Und beim Schuhe kaufen, hat er auch noch ein Paar für sich draufgelegt und gemeint, er gibt mir das Geld SOFORT wieder, aber als ich später danach gefragt habe, hat er nur die Augen aufgerissen und die Stimme tiefer gelegt und sehr ernst und langsam, als ob ich nicht bis drei zählen könnte, gesagt:

“Aber RUTH. Ich HABE kein Geld.” 

Morgen fahre ich nach Hause und weiß noch nicht, wie ich in die Wohnung kommen soll, ohne Schlüssel.

Bzw. ich weiß es doch.

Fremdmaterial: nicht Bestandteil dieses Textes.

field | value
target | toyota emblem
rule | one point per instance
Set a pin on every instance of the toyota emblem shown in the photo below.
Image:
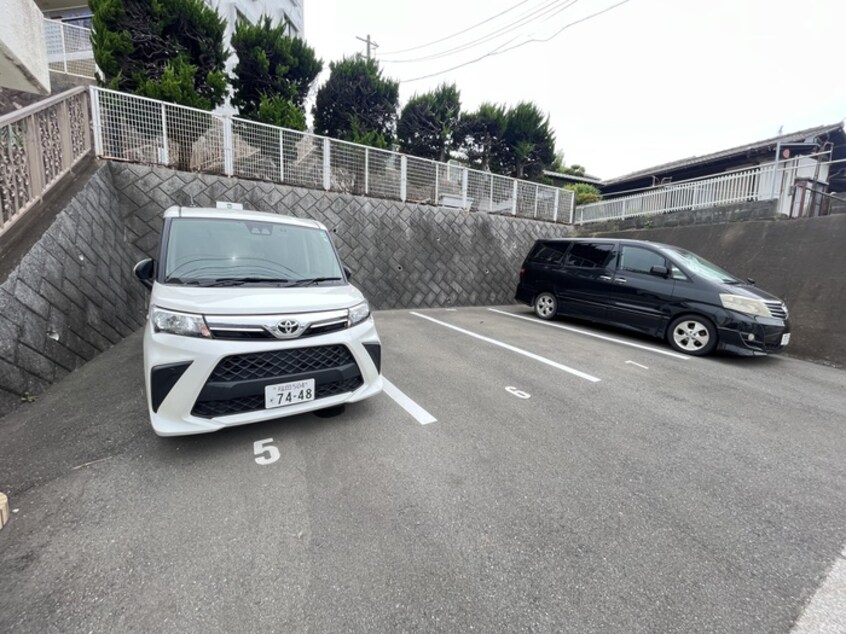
(288, 327)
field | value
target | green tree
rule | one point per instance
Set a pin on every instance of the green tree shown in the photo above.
(429, 123)
(481, 135)
(585, 193)
(528, 142)
(274, 74)
(170, 50)
(357, 103)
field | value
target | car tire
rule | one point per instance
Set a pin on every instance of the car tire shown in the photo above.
(693, 335)
(546, 306)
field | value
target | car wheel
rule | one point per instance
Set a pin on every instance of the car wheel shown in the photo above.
(693, 335)
(546, 305)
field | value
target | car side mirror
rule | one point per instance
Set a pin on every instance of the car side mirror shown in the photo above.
(145, 271)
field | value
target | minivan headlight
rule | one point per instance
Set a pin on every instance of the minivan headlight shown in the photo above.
(359, 313)
(745, 305)
(179, 323)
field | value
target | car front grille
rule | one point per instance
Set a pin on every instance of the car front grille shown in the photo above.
(279, 363)
(245, 376)
(777, 309)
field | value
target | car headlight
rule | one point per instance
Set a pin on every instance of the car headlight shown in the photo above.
(745, 305)
(179, 323)
(359, 313)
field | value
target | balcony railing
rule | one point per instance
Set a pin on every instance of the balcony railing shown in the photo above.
(69, 49)
(132, 128)
(38, 145)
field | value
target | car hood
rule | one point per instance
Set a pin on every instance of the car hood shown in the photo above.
(748, 290)
(253, 300)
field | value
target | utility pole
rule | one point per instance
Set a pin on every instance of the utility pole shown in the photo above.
(369, 42)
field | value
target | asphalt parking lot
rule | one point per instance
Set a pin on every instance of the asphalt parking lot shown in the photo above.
(515, 476)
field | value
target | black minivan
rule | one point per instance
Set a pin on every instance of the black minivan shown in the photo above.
(656, 289)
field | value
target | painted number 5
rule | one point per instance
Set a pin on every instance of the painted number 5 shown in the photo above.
(518, 393)
(265, 452)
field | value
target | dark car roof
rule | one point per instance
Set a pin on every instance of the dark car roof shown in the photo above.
(616, 240)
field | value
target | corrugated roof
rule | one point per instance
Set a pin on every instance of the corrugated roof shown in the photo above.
(793, 137)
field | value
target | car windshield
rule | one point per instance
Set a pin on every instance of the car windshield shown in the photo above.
(702, 267)
(234, 252)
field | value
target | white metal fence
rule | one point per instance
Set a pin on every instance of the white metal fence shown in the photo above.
(132, 128)
(69, 49)
(765, 182)
(38, 145)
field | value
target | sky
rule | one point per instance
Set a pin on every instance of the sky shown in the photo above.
(647, 82)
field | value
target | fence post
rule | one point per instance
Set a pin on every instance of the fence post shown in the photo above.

Mr X. wird sie für mich aufbrechen. 

Und ich freue mich schon sehr auf Berlin und auf meine Wohnung und aufs Essengehen mit Mr.X. und vielleicht kann ich darüber kurz vergessen, dass Eric Blanc mir in Marseille aus Rache fürs Abgewiesenwerden, die Socken hat klauen lassen und dass er mein Konto leergeräumt hat.

Liebeskummer habe ich auch immer noch, aber nicht wegen Eric Blanc und ich weiß, wenn der Böse das läse, wüsste er schon wieso, aber der würde sich nur gehässig die Hände reiben und sich drüber freuen, oder sich drüber ärgern, oder sich einen drauf runterholen und mit seinen schielenden Dorfmädchen weitermachen. 

Aber der liest das eh nicht, weil ich ja für ihn nicht mehr existiere und nie existiert habe und ich bin froh, dass er mich verlassen hat, denn ich hätte das nicht hinbekommen und dann würde ich den jetzt durchfüttern müssen und ich kann mir doch so einen Bösen leider gar nicht mehr leisten, erst recht nicht mehr, wo die Koffer und die Socken weg sind und so weiter.

Eieiei. Dieser Verlust tut immer noch so weh. 

Er tut genauso weh, wie wenn ich Socken im Kaufhaus sehe und daran denke, dass meine geklaut wurden und die jetzt von irgendwelchen Ganovenfüßen vollgeschwitzt werden.